À la question posée, il convient donc de répondre clairement que si la Caillera est, visiblement, très peu disposée à s’intégrer à la société, c’est dans la mesure exacte où elle est déjà parfaitement intégrée au système qui détruit cette société. C’est évidemment à ce titre qu’elle ne manque pas de fasciner les intellectuels et les cinéastes de la classe dominante, dont la mauvaise conscience constitutive les dispose toujours à espérer qu’il existe une façon romantique d’extorquer la plus-value. Une telle fascination intellectuelle pour la « fièvre généreuse du délinquant » (Foucault) serait, cependant, difficile à légitimer sans le concours bienveillant de la sociologie d’Etat. Cette étrange sociologie, en effet, afin de conférer aux pratiques, légales et illégales, du système qui l’emploie cette couleur « rebelle » qui les rend à la fois politiquement correctes et économiquement rentables, recourt à deux procédés principaux qui, quand on y réfléchit, sont assez peu compatibles.

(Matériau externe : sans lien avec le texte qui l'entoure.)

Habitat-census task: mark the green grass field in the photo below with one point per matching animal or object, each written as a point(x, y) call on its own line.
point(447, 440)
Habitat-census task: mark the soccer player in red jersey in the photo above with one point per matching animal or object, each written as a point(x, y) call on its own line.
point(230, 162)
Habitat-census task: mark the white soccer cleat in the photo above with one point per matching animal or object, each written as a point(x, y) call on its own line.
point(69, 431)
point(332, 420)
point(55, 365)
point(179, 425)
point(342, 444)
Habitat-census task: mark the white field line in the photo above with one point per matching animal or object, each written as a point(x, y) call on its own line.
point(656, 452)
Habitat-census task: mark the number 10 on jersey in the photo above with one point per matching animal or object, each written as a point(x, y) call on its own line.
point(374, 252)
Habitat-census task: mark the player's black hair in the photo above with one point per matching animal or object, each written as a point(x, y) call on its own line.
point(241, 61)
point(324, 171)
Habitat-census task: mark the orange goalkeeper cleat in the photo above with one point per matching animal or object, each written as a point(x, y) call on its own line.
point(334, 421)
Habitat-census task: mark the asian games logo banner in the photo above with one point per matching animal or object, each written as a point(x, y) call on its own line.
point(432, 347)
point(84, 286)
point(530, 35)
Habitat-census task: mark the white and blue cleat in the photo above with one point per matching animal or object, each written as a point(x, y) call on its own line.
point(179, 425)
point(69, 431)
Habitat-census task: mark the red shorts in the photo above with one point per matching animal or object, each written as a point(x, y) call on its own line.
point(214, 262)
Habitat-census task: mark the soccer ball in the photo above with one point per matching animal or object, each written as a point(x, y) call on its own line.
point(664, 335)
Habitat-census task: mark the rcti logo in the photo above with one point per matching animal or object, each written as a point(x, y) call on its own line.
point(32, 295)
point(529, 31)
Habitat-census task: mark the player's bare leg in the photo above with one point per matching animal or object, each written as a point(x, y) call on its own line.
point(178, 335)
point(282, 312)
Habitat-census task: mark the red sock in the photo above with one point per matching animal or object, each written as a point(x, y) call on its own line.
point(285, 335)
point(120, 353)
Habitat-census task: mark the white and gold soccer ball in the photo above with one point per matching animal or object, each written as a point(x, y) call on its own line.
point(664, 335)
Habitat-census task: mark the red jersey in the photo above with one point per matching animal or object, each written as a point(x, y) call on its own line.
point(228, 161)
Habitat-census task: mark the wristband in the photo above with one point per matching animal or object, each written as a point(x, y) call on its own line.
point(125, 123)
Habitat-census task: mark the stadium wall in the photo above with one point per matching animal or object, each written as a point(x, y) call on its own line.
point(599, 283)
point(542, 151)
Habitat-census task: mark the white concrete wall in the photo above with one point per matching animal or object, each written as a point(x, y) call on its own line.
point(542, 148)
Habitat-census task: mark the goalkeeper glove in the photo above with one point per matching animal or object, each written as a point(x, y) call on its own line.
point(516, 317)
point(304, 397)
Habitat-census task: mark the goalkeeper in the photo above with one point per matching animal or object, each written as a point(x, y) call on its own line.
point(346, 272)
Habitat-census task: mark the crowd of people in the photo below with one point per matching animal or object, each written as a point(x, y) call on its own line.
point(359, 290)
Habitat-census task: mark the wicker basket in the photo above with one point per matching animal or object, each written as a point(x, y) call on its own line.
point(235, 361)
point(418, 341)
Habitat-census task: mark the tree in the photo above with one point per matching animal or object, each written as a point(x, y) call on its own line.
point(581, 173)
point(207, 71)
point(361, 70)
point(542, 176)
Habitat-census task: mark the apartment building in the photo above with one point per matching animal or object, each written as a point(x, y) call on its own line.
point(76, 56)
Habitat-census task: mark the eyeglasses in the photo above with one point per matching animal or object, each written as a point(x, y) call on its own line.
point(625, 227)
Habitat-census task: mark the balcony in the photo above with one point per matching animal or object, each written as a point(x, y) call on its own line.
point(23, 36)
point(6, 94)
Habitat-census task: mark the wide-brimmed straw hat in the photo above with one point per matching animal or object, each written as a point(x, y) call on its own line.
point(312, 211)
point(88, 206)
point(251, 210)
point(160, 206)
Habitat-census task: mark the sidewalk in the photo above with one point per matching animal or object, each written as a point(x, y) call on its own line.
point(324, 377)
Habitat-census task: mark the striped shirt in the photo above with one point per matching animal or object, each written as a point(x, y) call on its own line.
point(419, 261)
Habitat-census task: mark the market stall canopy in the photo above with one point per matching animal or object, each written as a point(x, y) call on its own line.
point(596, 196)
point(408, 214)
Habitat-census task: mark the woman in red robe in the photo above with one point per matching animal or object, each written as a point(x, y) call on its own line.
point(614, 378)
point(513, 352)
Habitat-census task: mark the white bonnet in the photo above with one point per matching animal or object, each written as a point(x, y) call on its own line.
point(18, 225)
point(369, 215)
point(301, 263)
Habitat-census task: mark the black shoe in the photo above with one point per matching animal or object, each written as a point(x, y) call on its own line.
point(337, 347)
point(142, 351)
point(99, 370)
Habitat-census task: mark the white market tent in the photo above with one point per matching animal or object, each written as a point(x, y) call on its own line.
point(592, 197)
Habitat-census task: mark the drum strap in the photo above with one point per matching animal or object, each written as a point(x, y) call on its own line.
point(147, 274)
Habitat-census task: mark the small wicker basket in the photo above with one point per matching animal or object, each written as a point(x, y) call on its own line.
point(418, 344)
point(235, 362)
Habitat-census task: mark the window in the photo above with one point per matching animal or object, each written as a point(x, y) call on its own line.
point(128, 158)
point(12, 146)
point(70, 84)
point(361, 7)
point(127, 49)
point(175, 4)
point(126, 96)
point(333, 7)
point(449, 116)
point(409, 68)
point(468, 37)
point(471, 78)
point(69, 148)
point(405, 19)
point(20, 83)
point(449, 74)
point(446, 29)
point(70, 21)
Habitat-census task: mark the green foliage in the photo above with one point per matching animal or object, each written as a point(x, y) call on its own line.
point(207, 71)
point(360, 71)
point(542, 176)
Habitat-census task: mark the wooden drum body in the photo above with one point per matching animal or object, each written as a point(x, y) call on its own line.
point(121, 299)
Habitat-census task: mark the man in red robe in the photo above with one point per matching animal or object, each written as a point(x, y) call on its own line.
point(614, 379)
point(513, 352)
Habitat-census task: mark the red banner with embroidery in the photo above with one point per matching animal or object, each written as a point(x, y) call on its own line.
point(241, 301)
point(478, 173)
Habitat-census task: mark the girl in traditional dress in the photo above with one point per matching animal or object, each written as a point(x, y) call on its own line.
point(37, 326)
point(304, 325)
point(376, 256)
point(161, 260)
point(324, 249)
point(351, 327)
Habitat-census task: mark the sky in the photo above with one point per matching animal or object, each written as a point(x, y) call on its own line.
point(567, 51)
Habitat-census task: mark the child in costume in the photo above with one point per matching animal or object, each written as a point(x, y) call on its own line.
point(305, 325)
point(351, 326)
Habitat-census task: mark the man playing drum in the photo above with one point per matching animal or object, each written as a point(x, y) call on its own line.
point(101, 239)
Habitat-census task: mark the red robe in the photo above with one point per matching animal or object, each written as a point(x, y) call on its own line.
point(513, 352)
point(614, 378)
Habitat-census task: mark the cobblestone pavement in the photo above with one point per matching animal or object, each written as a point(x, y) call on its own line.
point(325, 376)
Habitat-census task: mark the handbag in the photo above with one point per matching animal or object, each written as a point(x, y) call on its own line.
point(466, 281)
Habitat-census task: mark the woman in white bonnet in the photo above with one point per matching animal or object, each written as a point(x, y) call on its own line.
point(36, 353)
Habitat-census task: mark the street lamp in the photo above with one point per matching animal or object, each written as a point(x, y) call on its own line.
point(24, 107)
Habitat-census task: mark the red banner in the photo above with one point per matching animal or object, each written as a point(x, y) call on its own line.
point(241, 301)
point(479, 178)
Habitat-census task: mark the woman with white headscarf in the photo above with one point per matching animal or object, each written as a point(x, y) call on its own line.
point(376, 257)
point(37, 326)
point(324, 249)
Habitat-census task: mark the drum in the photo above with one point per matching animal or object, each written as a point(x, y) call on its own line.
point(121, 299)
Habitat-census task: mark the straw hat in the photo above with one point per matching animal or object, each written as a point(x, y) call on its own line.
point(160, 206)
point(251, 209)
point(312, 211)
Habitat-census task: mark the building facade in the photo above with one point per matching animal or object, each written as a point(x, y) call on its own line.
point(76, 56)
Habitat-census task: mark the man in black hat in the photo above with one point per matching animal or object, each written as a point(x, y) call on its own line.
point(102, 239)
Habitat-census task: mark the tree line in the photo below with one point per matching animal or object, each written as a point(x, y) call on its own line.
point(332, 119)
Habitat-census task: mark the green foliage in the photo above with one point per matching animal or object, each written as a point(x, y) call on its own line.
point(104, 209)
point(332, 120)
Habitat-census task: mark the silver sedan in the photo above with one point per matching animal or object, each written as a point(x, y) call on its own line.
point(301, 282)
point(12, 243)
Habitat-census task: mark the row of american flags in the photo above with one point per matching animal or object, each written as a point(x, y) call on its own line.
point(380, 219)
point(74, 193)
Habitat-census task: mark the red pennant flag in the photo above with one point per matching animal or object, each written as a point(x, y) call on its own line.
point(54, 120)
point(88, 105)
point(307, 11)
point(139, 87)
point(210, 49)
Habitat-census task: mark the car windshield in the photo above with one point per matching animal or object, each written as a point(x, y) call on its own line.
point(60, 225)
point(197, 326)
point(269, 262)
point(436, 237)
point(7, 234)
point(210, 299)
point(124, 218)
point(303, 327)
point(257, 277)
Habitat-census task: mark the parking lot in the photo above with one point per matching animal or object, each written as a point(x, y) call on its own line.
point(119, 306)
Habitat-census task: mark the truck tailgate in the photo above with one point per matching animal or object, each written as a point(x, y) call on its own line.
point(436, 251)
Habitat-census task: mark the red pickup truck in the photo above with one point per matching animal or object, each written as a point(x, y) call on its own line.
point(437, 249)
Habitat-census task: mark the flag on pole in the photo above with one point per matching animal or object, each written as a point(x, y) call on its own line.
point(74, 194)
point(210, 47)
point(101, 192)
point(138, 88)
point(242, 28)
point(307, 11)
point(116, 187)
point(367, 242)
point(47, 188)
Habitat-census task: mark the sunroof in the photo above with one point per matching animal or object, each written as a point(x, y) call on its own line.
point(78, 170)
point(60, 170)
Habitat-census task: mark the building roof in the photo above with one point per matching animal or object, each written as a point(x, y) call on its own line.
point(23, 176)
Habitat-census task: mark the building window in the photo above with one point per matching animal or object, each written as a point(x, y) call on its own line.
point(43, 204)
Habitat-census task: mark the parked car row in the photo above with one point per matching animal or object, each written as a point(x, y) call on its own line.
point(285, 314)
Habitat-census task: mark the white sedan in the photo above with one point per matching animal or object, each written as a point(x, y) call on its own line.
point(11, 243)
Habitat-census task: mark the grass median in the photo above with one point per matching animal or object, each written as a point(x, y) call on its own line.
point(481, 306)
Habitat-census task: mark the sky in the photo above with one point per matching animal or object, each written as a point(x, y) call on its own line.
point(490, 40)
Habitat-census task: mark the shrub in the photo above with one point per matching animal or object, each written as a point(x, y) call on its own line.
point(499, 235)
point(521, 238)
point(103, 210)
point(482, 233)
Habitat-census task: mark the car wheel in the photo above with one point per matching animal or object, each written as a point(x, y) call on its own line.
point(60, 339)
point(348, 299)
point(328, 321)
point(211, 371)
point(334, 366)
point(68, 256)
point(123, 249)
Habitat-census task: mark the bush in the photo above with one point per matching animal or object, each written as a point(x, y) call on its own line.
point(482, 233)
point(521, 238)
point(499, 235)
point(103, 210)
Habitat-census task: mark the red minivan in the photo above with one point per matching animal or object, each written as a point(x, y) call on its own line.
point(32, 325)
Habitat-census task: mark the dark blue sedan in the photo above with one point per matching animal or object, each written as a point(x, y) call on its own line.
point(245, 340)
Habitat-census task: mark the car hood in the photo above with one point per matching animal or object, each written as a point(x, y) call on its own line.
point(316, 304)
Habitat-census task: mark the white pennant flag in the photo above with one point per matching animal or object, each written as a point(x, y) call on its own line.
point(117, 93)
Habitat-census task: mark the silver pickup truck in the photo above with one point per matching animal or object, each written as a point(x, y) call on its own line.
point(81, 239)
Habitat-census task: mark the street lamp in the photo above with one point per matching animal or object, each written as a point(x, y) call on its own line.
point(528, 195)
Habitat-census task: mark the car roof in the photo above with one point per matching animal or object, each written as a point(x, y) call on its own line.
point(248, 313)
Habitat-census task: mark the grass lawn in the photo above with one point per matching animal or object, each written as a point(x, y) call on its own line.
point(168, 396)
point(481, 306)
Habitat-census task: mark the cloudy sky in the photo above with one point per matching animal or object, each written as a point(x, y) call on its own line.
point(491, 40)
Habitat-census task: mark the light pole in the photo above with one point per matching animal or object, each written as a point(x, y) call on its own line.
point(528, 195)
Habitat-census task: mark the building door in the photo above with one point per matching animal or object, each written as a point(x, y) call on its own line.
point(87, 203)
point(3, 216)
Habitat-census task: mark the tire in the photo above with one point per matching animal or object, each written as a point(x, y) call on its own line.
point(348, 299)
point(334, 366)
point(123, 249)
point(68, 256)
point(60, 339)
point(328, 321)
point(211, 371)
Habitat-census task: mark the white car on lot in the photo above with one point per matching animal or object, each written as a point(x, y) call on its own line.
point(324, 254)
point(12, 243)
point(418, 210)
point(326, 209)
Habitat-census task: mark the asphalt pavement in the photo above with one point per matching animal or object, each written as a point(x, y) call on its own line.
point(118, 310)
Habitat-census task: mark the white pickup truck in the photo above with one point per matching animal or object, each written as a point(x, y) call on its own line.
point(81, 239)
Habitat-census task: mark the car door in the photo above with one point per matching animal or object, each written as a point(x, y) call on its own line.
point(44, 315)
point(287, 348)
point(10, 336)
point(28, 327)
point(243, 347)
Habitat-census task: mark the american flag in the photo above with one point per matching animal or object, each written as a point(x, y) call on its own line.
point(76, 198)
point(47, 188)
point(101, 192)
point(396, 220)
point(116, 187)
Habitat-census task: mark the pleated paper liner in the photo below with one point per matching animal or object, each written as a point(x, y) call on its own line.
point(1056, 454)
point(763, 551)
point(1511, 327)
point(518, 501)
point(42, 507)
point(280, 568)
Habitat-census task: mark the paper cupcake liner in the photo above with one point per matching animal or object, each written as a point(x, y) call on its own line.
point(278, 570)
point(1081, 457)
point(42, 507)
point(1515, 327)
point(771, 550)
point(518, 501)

Tout d’abord, elle s’efforce d’inscrire ce qu’Orwell nommait « le crime moderne » dans la continuité des délits et des crimes d’autrefois. Or ce sont là deux univers très différents. Le bandit d’honneur des sociétés traditionnelles (le cas des pirates est plus complexe) puisait sa force et sa légitimité historique dans son appartenance à une communauté locale déterminée ; et, en général, il s’en prenait d’abord à l’État et aux divers possédants. Le délinquant moderne, au contraire, revendique avec cohérence la froide logique de l’économie pour « dépouiller » et achever de détruire les communautés et les quartiers dont il est issu [5]. Définir sa pratique comme « rebelle », ou encore comme une « révolte morale » (Harlem Désir) voire, pour les plus imaginatifs, comme « un réveil, un appel, une réinvention de l’histoire » (Félix Guattari), revient, par conséquent, à parer du prestige de Robin des Bois les exactions commises par les hommes du Sheriff de Nottingham. Cette activité peu honorable définit, en somme, assez bien le champ d’opérations de la sociologie politiquement correcte.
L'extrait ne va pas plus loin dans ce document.